She muttered something incoherent into his jacket. He nodded, most likely only pretending to understand.

For a moment they stood there in each other’s arms, almost entirely silent, Amity making the tiniest of whimpering sounds every time she shook.

After what felt like half an hour, Amity finally spoke something coherent. “I don’t get it…”

Bailey pulled back slightly as if to ask for her to clarify what she stated, and so she continued.

“I just blew up again.”

“Again?” He said it as if he was still not used to her having these tantrums.

She pulled back. “Yes, again!” She sniffed and wiped her eyes – and just when it seemed she was about to loosen herself out of his grasp and walk back out the door, she let out a long sigh, bumping her head against his shoulder as more tears threatened to drip out of her.

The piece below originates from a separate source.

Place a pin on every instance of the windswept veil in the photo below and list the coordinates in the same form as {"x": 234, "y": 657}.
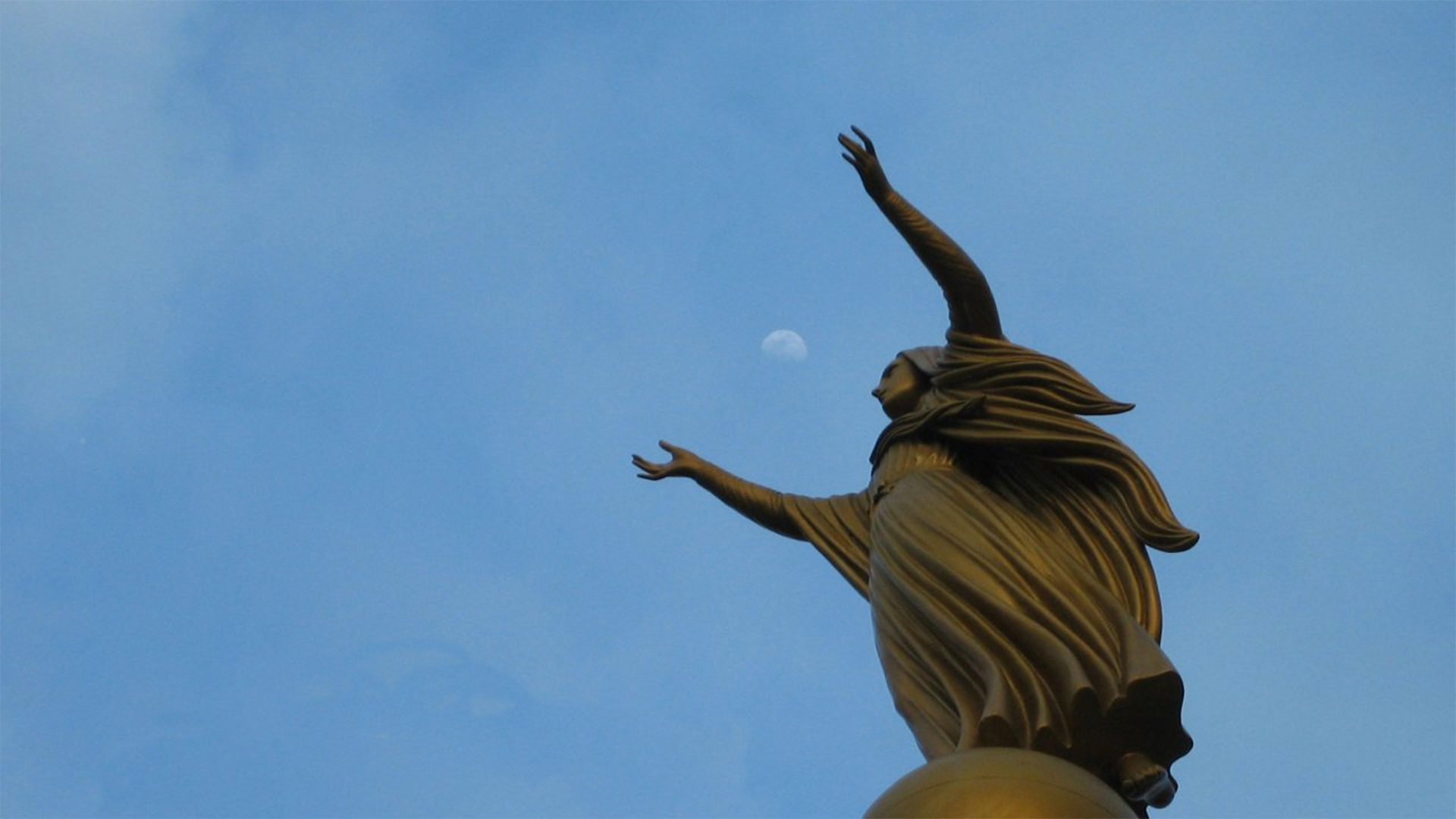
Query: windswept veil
{"x": 1019, "y": 410}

Her head spun and pounded in a rhythmic fashion, a metronome to the chaotic composition playing out in front of her, striking her with fortissimo in her most silent of moments, ramming her head into a crashing end so she could wander into her next crash before the cycle repeated again. The fiercer the pounding grew, the more cumbersome it became to speak full sentences, to think full thoughts. In enough time, the beating grew to such a level that performing the most basic of motor abilities did not come without some kind of struggle.

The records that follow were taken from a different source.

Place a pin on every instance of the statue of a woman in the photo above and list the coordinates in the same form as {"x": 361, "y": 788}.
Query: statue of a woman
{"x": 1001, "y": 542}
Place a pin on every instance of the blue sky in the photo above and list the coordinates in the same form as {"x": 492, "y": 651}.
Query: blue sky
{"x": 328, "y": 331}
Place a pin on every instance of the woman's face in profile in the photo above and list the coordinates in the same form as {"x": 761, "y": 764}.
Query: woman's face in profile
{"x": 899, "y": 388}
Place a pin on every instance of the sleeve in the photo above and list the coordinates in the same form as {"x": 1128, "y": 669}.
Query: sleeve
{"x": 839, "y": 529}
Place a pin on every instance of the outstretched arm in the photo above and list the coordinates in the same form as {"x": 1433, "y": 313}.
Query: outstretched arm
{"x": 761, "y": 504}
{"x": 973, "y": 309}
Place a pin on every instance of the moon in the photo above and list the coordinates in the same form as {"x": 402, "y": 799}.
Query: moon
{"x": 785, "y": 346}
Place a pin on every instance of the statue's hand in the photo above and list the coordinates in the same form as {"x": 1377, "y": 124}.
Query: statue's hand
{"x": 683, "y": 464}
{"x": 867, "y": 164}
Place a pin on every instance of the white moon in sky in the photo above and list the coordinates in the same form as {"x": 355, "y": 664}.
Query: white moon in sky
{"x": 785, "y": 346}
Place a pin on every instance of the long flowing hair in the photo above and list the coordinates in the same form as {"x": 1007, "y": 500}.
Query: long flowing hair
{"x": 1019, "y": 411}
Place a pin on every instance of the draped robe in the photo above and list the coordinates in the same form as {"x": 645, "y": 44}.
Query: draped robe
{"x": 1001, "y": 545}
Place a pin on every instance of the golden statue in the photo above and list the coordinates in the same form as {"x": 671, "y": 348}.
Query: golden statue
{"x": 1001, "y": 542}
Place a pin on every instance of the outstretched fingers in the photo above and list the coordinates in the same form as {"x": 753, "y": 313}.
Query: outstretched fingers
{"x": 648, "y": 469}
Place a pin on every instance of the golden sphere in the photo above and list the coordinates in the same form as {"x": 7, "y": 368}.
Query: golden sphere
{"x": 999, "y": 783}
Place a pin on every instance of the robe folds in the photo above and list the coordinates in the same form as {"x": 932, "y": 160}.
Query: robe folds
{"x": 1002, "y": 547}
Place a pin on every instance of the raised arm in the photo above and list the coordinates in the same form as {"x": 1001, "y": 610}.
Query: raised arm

Amity took another shaky breath as Bailey, still masked, looked down to see he cheeks still decorated with tears. “Do you really feel that bad about it?” he finally asked, making her jump where she stood.

“Women aren’t supposed to throw tantrums,” she mumbled, pressing her cheek against his chest. “But if I don’t stop whining about why I’m not a good woman, then I’ll never be that person I want myself to be.”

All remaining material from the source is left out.